Il corso più grande del sud Toscana

Valle dell'Ombrone

L'Ombrone, il fiume più grande della Toscana meridionale, con il suo bacino idrografico di 3494 chilometri quadrati, nasce sul versante sud-orientale dei Monti del Chianti presso San Gusmè.

Durante il suo percorso l’alveo del fiume è caratterizzato dalla presenza di boschi e di una fitta vegetazione; la portata è determinata dalle piogge e dai suoi affluenti, che sono il torrente Arbia e il fiume Merse sul lato destro, il fiume Orcia ed altri minori (come il torrente Melacce e il torrente Trasubbie) su quello sinistro.

Il fiume termina il suo corso, lungo 161 chilometri, nel mar Tirreno, con un ampio delta che ricade all'interno del Parco Naturale della Maremma. Attualmente la foce dell’Ombrone è interessata da un forte processo erosivo, iniziato nella seconda metà del XIX secolo dopo una fase secolare di accrescimento.

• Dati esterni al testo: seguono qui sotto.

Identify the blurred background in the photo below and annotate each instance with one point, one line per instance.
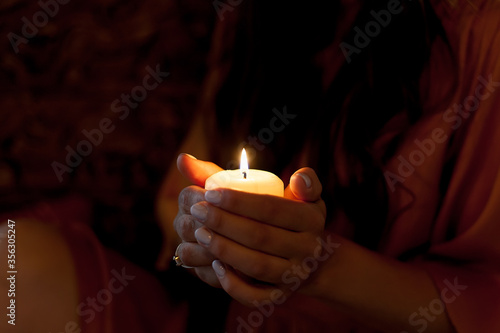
(64, 80)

L'avanzamento del mare sta favorendo l'infiltrazione delle acque salate nella falda acquifera. Questo processo, iniziato con le opere di bonifica per colmata, che hanno determinato una riduzione dei sedimenti lungo il litorale, continua anche oggi. I motivi sono sia lo scarso trasporto solido del fiume, determinato dalle opere di sistemazione dell’alveo, sia l'estrazione di sedimenti da quest'ultimo. Vicino alla foce sorgono il Casello Idraulico e l'Idrovora San Paolo, testimonianze delle opera di bonifica effettuate in Maremma fino ai primi decenni del XX secolo.